2. 2. encapsulating structure according to claim 1, it is characterised in that the LED bottom plates (11) include heat-radiating substrate and LED Chip, wherein, the LED chip is arranged on the heat-radiating substrate.
3. 3. encapsulating structure according to claim 2, it is characterised in that the heat-radiating substrate is copper product heat-radiating substrate.
4. 4. encapsulating structure according to claim 3, it is characterised in that the heat-radiating substrate is provided with some circular grooves；Wherein, The circular groove is along the heat-radiating substrate width and parallel with the heat-radiating substrate plane.
5. 5. encapsulating structure according to claim 4, it is characterised in that a diameter of 0.3--2 millimeters of the circular groove, described Spacing is 0.5-10 millimeters between circular groove.

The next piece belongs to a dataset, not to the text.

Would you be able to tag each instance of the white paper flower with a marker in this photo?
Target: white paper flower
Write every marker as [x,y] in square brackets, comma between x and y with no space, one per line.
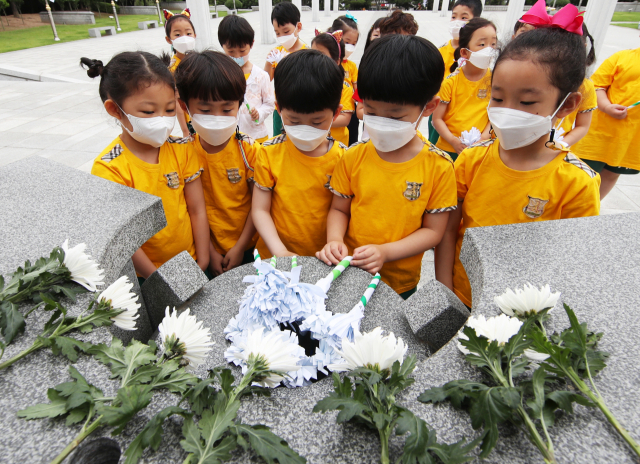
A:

6. 6. encapsulating structure according to claim 1, it is characterised in that the silica gel of first layer of silica gel (12) is free of fluorescence Powder, the silica gel of second layer of silica gel (14) contain fluorescent material.
7. 7. encapsulating structure according to claim 6, it is characterised in that the fluorescent material is glimmering for red, green, three kinds of blueness Light powder.
8. 8. encapsulating structure according to claim 1, it is characterised in that the packaged lens area (13) is in square including several Shape or the silica gel hemisphere of rhombus distribution, wherein, the silica gel of the silica gel hemisphere is free of fluorescent material.
9. 9. encapsulating structure according to claim 1, it is characterised in that second layer of silica gel (14) is covering described first Layer of silica gel (12) and the hemisphere layer of silica gel in the hemispherical lens area (13).
10. 10. encapsulating structure according to claim 1, it is characterised in that the LED chip is UV LED chip.